Tres días en la montaña, frío y sol anticiclónicos, una lección de acuarela en pleno campo con el amigo Tom, un muñeco de nieve, caminar y caminar, un almuerzo en el refugio tras la excursión, el crec-crec de las botas rompiendo el hielo, el verde, verde, verde, un juego de naipes que no conocía del amigo Rafa y pillar la idea sibarita de un grupo de franceses que brindaron con vino y vasos de cristal en la cima del Roc de la Calma.

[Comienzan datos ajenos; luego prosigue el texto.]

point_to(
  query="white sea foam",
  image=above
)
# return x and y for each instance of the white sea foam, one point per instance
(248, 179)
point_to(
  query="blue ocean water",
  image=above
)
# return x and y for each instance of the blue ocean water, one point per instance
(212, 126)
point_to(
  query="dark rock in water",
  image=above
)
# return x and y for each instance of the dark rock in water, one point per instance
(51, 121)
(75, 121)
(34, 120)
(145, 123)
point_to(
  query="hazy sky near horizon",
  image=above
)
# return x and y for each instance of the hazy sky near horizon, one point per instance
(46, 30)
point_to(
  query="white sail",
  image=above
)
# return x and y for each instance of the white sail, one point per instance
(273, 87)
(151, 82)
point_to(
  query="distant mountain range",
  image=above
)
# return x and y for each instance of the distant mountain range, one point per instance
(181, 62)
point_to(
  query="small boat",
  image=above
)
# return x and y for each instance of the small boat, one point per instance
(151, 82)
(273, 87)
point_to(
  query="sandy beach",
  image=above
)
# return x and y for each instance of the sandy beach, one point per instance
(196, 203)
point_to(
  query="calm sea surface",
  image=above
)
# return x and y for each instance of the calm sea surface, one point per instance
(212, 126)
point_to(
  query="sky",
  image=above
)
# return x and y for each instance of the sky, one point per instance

Tal vez es pequeña, pero se llama felicidad, sin ninguna duda. Gratuita o, al menos, muy barata. Es la que yo he saboreado estos días. Disfrutando del lujo de no estar en guerra, de no pasar hambre, de no sufrir enfermedades ni soportar desastres humanitarios.
Nuestra pequeña felicidad, sin mala conciencia. La que encontramos más fácilmente cuando estamos en la naturaleza, sueltos y libres, conversando, jugando y aprendiendo de nuestros amigos.
Estoy convencida de que no sólo los niños padecen el transtorno por déficit de naturaleza que denuncia Richard Louv. Yo también lo padezco, porque me siento mal y añorada cuando llevo demasiado tiempo sin pisar el campo.
Mi deseo egoísta para el 2015 es asalvajarme un poco más. ¿Quien se apunta?